Definition of research in data analysis: According to LeCompte and Schensul, research data analysis is a process used by researchers for reducing data to a story and interpreting it to derive insights. The data analysis process helps in reducing a large chunk of data into smaller fragments, which makes sense.
Three essential things take place during the data analysis process — the first data organization. Summarization and categorization together contribute to becoming the second known method used for data reduction. It helps in finding patterns and themes in the data for easy identification and linking. Third and the last way is data analysis – researchers do it in both top-down or bottom-up fashion.
Marshall and Rossman, on the other hand, describe data analysis as a messy, ambiguous, and time-consuming, but a creative and fascinating process through which a mass of collected data is being brought to order, structure and meaning.
We can say that “the data analysis and interpretation is a process representing the application of deductive and inductive logic to the research and data analysis.”
Researchers rely heavily on data as they have a story to tell or problems to solve. It starts with a question, and data is nothing but an answer to that question. But, what if there is no question to ask? Well! It is possible to explore data even without a problem – we call it ‘Data Mining’ which often reveal some interesting patterns within the data that are worth exploring.
Irrelevant to the type of data, researchers explore, their mission and audiences’ vision guide them to find the patterns so they could shape the story they want to tell. One of the essential things expected from researchers while analyzing data is to stay open and remain unbiased towards unexpected patterns, expressions, and results. Remember, sometimes, data analysis tells the most unforeseen yet exciting stories that were not at all expected at the time of initiating data analysis. Therefore, rely on the data you have at hand and enjoy the journey of exploratory data analysis in research.
Every kind of data has a rare quality of describing things after assigning a specific value to it. For analysis, you need to organize these values, processed and presented in a given context, to make it useful. Data can be in different forms, here are the primary data types
- Qualitative data: When the data presented has words and descriptions, then we call it qualitative data. Although you can observe this data, it is subjective and, therefore, harder to analyze data in research, especially for comparison. Example: Quality data represents everything describing taste, experience, texture, or an opinion is considered as a quality data. This type of data is usually collected through focus groups, personal interviews, or using open-ended questions in surveys.
- Quantitative data: Any data expressed in numbers of numerical figures are called quantitative data. This type of data can be distinguished into categories, grouped, measured, calculated, or ranked. Example: questions such as age, rank, cost, length, weight, scores, etc. everything comes under this type of data. You can present such data in graphical format, charts, or you can apply statistical analysis methods to this data. The (Outcomes Measurement Systems) OMS questionnaires in surveys are a significant source of collecting numeric data.

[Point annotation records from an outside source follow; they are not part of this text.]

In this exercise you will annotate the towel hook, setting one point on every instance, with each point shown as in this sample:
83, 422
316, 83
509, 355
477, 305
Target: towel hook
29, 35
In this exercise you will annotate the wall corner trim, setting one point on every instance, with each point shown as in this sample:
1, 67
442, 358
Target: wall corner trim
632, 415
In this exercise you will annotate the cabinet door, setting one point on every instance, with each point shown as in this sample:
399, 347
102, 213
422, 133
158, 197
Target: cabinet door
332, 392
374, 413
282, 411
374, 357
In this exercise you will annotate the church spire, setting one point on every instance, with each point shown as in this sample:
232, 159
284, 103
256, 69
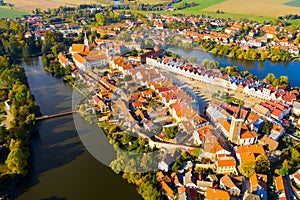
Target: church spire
86, 41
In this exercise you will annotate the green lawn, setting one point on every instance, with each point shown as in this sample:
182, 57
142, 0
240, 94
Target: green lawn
295, 3
202, 4
11, 13
153, 1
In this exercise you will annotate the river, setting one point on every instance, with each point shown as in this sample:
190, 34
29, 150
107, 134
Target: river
260, 69
62, 168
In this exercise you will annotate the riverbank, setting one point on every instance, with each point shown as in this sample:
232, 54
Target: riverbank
60, 161
259, 69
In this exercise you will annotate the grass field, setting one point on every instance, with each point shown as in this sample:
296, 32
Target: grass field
257, 10
271, 8
11, 13
29, 5
202, 4
216, 15
153, 1
295, 3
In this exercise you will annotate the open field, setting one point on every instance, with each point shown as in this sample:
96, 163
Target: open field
11, 13
295, 3
272, 8
202, 4
153, 1
215, 15
29, 5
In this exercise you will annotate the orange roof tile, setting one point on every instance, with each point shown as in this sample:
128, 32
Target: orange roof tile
215, 194
79, 58
279, 183
248, 134
247, 158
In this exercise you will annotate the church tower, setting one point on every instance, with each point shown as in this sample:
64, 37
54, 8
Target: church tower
86, 40
235, 127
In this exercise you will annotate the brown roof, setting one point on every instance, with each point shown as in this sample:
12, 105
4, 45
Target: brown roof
254, 148
269, 142
260, 109
227, 182
79, 58
167, 189
247, 158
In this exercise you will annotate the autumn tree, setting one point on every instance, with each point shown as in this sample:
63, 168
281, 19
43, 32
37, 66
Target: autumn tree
17, 158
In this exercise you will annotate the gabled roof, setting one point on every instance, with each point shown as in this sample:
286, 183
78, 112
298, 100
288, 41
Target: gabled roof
215, 194
248, 134
79, 58
254, 148
227, 182
269, 143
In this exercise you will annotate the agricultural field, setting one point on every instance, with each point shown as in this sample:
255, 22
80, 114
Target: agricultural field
11, 13
29, 5
202, 4
153, 1
271, 8
257, 10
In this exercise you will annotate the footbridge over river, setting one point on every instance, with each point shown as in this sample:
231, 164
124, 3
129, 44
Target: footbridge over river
44, 117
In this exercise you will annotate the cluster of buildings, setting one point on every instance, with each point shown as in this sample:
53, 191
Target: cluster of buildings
258, 36
257, 89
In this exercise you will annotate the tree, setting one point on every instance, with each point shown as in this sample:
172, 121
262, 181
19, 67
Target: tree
17, 158
262, 164
284, 170
171, 132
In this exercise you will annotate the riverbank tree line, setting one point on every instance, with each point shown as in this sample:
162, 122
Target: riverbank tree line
15, 138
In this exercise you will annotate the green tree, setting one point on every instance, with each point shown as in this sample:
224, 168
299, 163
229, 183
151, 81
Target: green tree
17, 158
284, 170
171, 132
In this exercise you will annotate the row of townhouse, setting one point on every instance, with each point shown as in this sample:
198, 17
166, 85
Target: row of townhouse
255, 89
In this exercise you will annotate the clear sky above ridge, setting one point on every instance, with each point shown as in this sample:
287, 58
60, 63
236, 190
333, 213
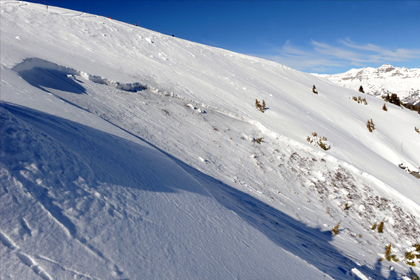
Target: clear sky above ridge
311, 36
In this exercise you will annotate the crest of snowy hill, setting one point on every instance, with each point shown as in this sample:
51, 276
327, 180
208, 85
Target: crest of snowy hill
130, 154
382, 81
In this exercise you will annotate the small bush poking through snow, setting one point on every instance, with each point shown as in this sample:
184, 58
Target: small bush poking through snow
335, 229
381, 227
260, 106
259, 140
370, 125
360, 100
318, 141
374, 226
388, 255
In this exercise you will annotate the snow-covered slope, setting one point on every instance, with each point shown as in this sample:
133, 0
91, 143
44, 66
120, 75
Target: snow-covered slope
382, 81
129, 154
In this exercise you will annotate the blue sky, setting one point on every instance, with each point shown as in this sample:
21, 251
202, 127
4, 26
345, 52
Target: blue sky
311, 36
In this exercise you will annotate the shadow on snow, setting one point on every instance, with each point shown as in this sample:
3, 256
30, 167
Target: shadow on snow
148, 168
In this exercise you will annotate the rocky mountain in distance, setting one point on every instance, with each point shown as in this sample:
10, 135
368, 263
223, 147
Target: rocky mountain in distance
381, 81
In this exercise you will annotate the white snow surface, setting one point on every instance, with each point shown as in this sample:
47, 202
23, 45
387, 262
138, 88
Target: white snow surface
128, 154
381, 81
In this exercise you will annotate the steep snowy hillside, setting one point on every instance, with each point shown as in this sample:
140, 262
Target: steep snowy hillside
382, 81
128, 154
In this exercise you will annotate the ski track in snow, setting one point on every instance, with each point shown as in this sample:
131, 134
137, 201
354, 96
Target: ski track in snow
65, 182
301, 163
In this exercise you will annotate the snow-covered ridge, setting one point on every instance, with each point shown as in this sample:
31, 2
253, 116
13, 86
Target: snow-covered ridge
381, 81
125, 152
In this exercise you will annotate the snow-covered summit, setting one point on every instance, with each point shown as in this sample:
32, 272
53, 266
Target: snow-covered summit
381, 81
129, 154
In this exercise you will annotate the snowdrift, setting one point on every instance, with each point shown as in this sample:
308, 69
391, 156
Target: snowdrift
125, 152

- Categorical data: It is data presented in groups. However, an item included in the categorical data cannot belong to more than one group at a time. Example: a person responding to a survey by telling his living style, marital status, smoking habit, or drinking habit comes under the categorical data. A chi-square test is a standard method used to analyze this data.
Data analysis and research in qualitative data work a little differently than the numerical data as the quality data is made up of words, descriptions, images, objects, and sometimes symbols. Getting insight from such complicated information is a complicated process, hence is typically used for exploratory research and data analysis.
Although there are several ways to find patterns in the textual information, a word-based method is the most relied and widely used global technique for research and data analysis. Notably, the data analysis process in qualitative research is manual. Here the researchers usually read the available data and find repetitive or commonly used words.
For example: while studying data collected from African countries to understand the most pressing issues faced by people, researchers might find “food” and “hunger” are the most commonly used words and will highlight them for further analysis
The keyword context is another widely used word-based technique. In this method, the researcher tries to understand the concept by analyzing the context in which the participants use a particular keyword.
For example, researchers conducting research and data analysis for studying the concept of ‘diabetes’ amongst respondents might analyze the context of when and how the respondent has used or referred to the word ‘diabetes.’
Scrutiny based technique is also one of the highly recommended text analysis methods used to identify a pattern in the quality data. Compare and contrast is the widely used method under this technique to differentiate how a specific text is similar or different from each other.
For example: to find out the “importance of resident doctor in a company,” the collected data is divided into people who think it is necessary to hire a resident doctor and those who think it is unnecessary. Compare and contrast is the best method that can be used to analyze the polls having single answer questions types.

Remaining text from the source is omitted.